The results demonstrate that all methods achieved measurable SNR enhancement under the experimental conditions. Compared to no-rain conditions, conventional methods (EMD, VMD, and LMS-AF) exhibit marginal SNR improvement (about 0.3 dB) under rainy conditions, whereas SR methods demonstrate approximately 1 dB enhancement, confirming superior noise energy utilization efficiency of SR methods. Among SR methods, FEPBSR shows inferior performance. While AHBSR outperforms UBSR without rain, this advantage reverses with rain, aligning with simulation results. Notably, the proposed SLOBSR obtains superior SNR enhancement across all environmental conditions, achieving a remarkable 9.94 dB SNR improvement under rainy conditions.
6. Conclusions
To address the critical challenge of SNR degradation in MMW fuze echo signals under rainy conditions while satisfying real-time processing constraints, this study proposes a novel fixed-distance target detection algorithm based on the SLOBSR system. The effectiveness and superiority of the fixed-distance algorithm have been rigorously validated through both simulations and experimental studies, yielding three principal findings:
First, the developed segmented low-order potential function successfully reduces computational complexity while maintaining nonlinear enhancement capabilities. The constructed SLOBSR system demonstrates superior performance through comprehensive saturation characteristic analysis and theoretical SNR output verification.
Second, the proposed detection algorithm integrates the following three key innovations: (i) advanced signal pre-processing incorporating SSB-AM, ST, and amplitude normalization; (ii) intelligent parameter optimization via PSO; and (iii) robust distance determination through kurtosis-based threshold selection. Experimental validation confirms reliable target identification capability for echo signals with SNRs between −15 dB and −5 dB.

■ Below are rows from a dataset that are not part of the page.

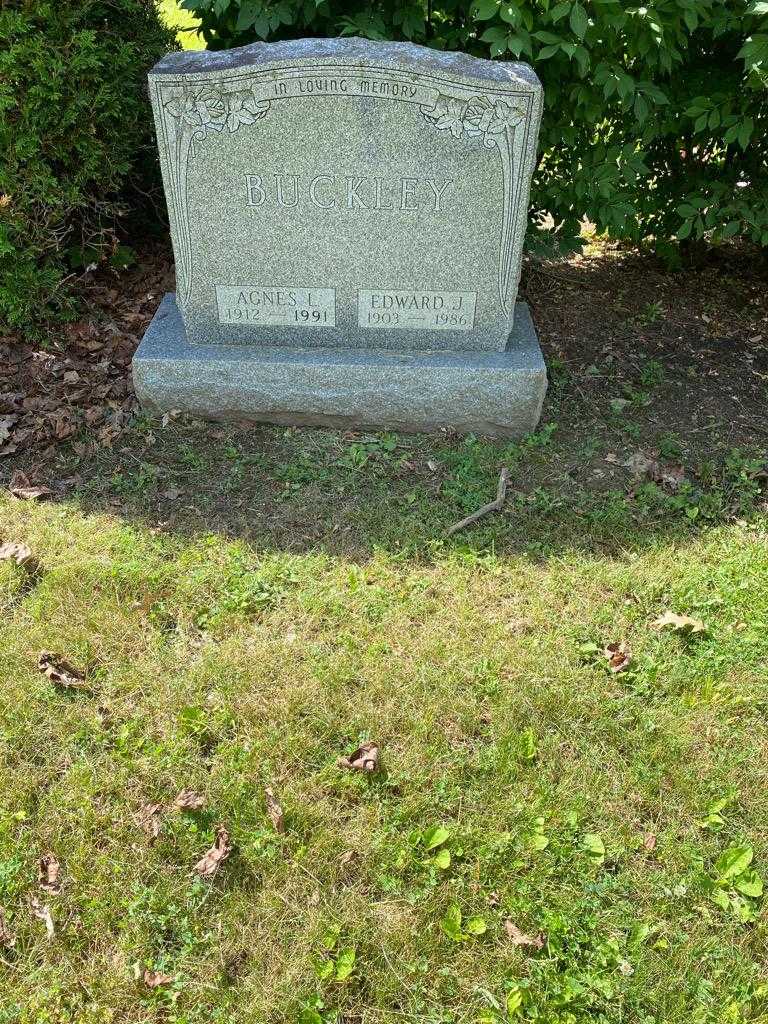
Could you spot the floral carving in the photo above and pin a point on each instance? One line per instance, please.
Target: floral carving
(211, 110)
(493, 120)
(478, 116)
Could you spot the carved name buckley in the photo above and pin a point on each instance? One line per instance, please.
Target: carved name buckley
(351, 192)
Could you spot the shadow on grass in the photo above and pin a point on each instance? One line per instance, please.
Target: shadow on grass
(643, 365)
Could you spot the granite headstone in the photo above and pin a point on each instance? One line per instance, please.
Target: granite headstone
(347, 221)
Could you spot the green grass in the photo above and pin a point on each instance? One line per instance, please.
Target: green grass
(226, 659)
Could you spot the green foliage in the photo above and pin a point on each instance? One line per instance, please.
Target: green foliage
(75, 136)
(655, 121)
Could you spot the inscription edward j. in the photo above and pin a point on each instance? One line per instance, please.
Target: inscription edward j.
(355, 193)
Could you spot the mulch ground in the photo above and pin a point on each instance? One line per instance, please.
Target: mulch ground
(612, 324)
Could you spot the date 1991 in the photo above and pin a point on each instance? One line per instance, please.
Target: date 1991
(252, 305)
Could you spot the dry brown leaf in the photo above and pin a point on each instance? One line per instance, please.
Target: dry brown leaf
(210, 862)
(42, 912)
(7, 938)
(649, 842)
(680, 624)
(366, 758)
(20, 486)
(188, 800)
(154, 979)
(670, 477)
(518, 938)
(148, 819)
(617, 655)
(17, 553)
(49, 873)
(274, 810)
(60, 672)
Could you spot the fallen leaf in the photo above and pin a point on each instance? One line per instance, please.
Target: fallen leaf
(60, 672)
(7, 938)
(154, 979)
(671, 477)
(20, 486)
(519, 938)
(6, 426)
(210, 862)
(274, 810)
(172, 414)
(17, 553)
(680, 624)
(148, 819)
(49, 873)
(617, 655)
(366, 758)
(639, 464)
(42, 912)
(188, 800)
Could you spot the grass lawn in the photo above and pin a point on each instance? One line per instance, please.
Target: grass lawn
(521, 779)
(546, 840)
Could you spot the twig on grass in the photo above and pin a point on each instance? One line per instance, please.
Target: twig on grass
(495, 506)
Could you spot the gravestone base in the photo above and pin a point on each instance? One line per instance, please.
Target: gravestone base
(493, 393)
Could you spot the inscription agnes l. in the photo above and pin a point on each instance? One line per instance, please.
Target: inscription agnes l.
(351, 192)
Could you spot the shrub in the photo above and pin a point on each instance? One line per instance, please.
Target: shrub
(76, 135)
(655, 120)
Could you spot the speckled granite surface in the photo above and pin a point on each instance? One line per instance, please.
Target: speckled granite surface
(497, 393)
(345, 193)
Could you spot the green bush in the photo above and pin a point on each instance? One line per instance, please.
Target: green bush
(76, 136)
(655, 120)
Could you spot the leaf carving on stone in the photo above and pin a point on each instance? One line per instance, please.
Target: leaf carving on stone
(477, 117)
(213, 110)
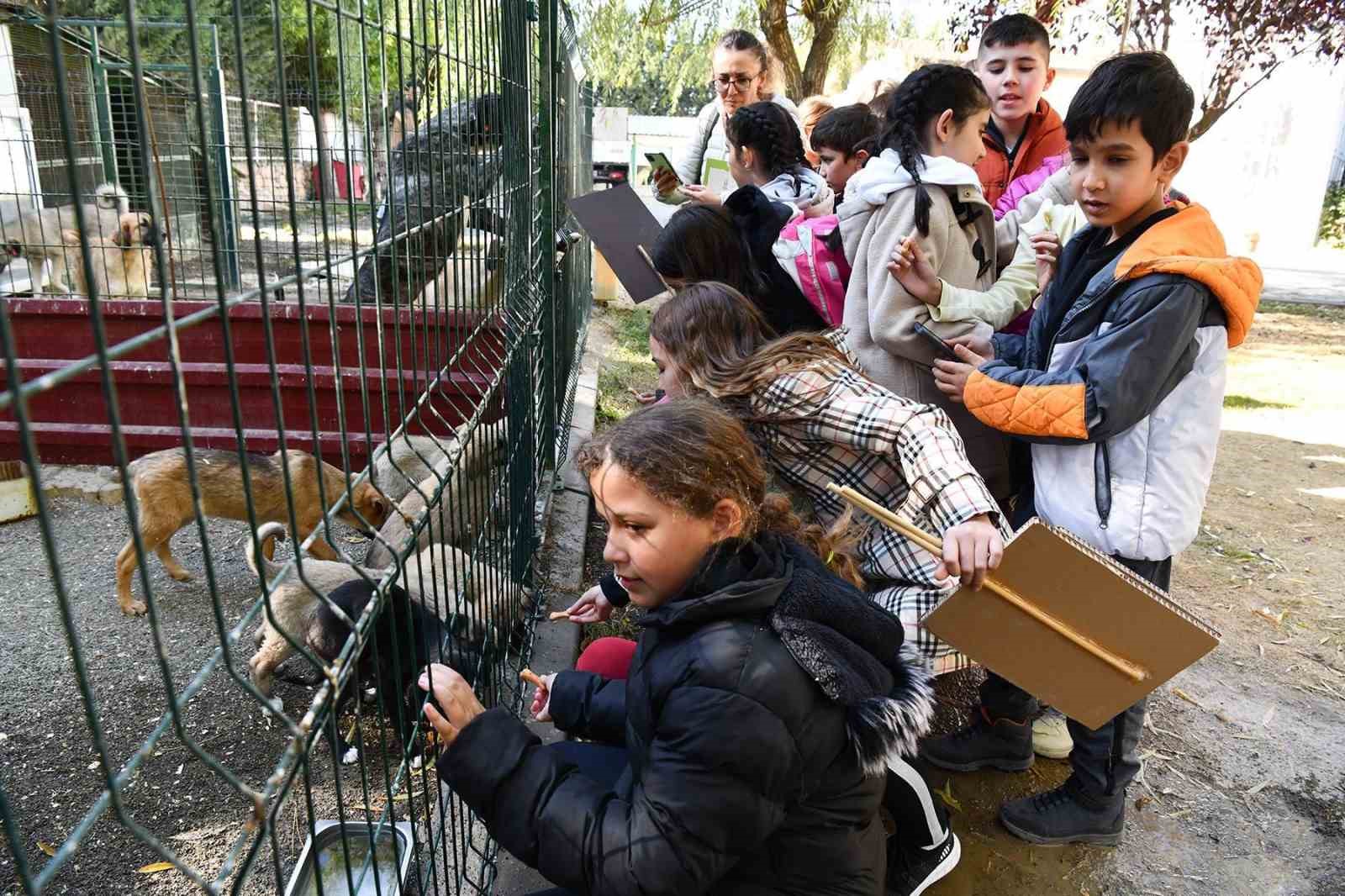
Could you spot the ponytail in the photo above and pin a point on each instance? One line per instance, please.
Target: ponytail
(773, 134)
(836, 546)
(926, 94)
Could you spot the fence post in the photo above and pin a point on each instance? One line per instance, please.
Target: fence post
(228, 217)
(103, 112)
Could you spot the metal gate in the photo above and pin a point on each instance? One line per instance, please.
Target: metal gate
(425, 346)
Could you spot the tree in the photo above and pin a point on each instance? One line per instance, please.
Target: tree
(1247, 40)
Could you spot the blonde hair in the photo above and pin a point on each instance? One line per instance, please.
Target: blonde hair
(692, 454)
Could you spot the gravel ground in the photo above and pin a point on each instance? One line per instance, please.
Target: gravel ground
(47, 761)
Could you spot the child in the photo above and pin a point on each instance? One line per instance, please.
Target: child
(923, 183)
(766, 151)
(822, 421)
(1118, 387)
(844, 140)
(762, 707)
(733, 244)
(1015, 66)
(811, 111)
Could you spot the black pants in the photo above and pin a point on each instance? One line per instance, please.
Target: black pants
(1103, 761)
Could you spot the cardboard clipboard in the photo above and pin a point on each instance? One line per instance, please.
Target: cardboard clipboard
(623, 228)
(1064, 622)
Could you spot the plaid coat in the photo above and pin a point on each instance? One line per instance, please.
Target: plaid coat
(829, 423)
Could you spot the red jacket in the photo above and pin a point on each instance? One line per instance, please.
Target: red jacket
(1042, 139)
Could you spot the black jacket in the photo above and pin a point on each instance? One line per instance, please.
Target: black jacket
(744, 777)
(760, 222)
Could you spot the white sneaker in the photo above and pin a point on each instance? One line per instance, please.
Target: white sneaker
(1051, 736)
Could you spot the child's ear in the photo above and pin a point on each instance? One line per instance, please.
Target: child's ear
(943, 125)
(726, 519)
(1172, 161)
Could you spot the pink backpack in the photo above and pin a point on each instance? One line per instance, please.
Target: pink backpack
(810, 252)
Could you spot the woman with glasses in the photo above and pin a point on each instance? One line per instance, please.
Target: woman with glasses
(743, 73)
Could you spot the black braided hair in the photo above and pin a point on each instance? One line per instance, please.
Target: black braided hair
(926, 94)
(773, 134)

Third, comparative performance analysis reveals that the algorithm exhibits the highest SNR enhancement and minimal computational overhead compared to FEPBSR, UBSR, and AHBSR methods across both simulated and experimental datasets, achieving 9.94 dB average SNR improvement in measured rainfall data and significantly outperforming conventional methods including EMD, VMD, and LMS-AF.
This study successfully applies the stochastic resonance method to MMW fuze fixed-distance detection, introducing a groundbreaking approach for low-SNR target detection. The proposed algorithm achieves significant SNR enhancement under rainy conditions while satisfying stringent real-time processing requirements, enhancing anti-rainfall interference robustness.